Our previous findings showed that the isolated positive rate of aβ2GPI IgM was significantly higher than that of IgG and IgA (unpublished data). Based on our analysis, it’s possible that the cutoff values provided by the manufacturer may not be appropriate for our hospital’s population, as they were developed for all genders and age groups, whereas women of reproductive age constitute a unique demographic, such as the higher estrogen levels and the heavier social involvement. Therefore, we suspect that in previous tests, the use of manufacturer’s higher cutoff values for aβ2GPI IgA and IgG may have resulted in some varying degrees of false negatives and missed diagnoses. Nevertheless, given the relatively small size of our study population, more data is needed to validate this hypothesis. In summary, according to the Sydney revised Sapporo criteria1 for APS, it is recommended that each laboratory establish its own in-house cutoff values by testing a cohort of normal volunteers that represents the local population and applying the 99th percentile.

The study adhered strictly to CLSI guidelines regarding sample size and handling of outliers. Our study findings highlight the importance of excluding outliers prior to calculating cutoff values, as there is a huge difference in the results of the 99th percentile calculation before and after outlier removal. As suggested by CLSI EP28-A3 guideline, there are several available methods to detect outliers, such as Reed method, and Tukey method25,26. However, these methods have their limitations to some extent when applied to our data distribution. If there are two or three outliers located in the same tail of the distribution, such as in the aβ2GPI IgM dataset, the Reed method (one-third rule) may not accurately identify the most extreme outlier as statistically significant25. The Tukey method requires the data belonging to the Gaussian distribution27. Despite applying the Box-Cox transformation, we were unable to achieve a normal distribution for our results. Therefore, we used the block procedure combined the visual inspection to identify outliers in our population.

The strength of this study lies in the establishment of cutoff values for aβ2GPI antibodies in women of reproductive age in Southwest China for the first time. Due to limitations in the selection of populations, the results may differ significantly from those of the manufacturer. However, given that this hospital specializes women’s and children's healthcare, the vast majority of those who undergo aPLs testing are women of reproductive age. Therefore, we consider the establishment of a reference range applicable to our testing population in our own laboratory to be crucial. The age range of women of reproductive age in this study spans from 15 to 49 years, with the majority concentrated in the 20 s and 30 s. Individuals below 20 years and above 40 years are less represented within this cohort. Therefore, there may be a bias in the age grouping, which constitutes a limitation of this study.

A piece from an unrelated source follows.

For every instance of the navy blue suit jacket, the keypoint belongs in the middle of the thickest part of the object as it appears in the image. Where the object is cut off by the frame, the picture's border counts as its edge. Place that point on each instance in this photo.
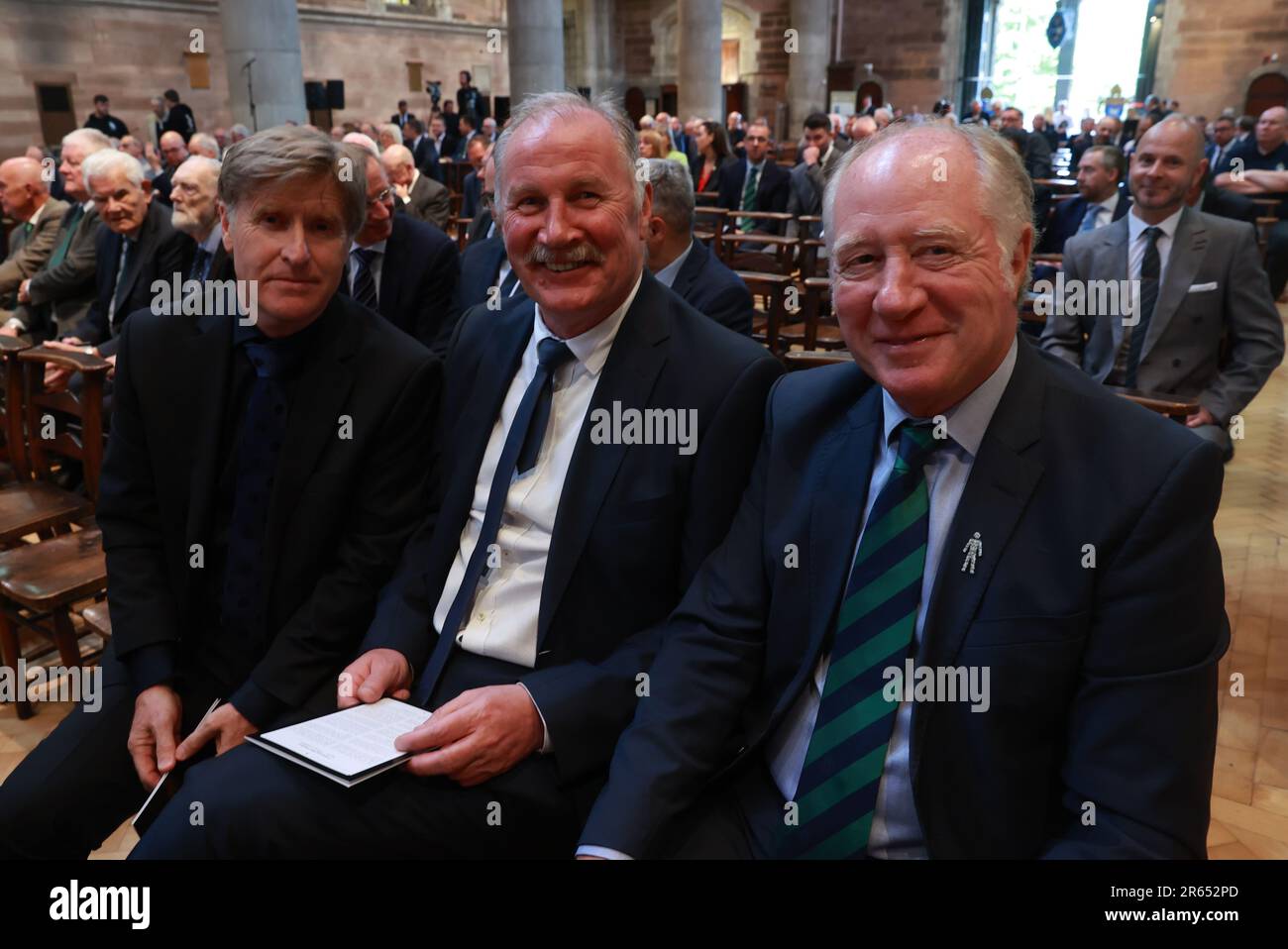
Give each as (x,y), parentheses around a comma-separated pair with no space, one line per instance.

As indicated by previous findings, a multicenter approach has been proposed as a more effective alternative for establishing cutoff values, which can enhance the accuracy of determining cutoff values by involving a larger number of healthy blood bank donors28. Achieving uniformity in the calculation of cutoff values is essential, as it holds the potential to improve and standardize the interpretation of test results, ultimately facilitating the complex diagnosis of APS. Consequently, future research efforts should be directed towards exploring these aspects further.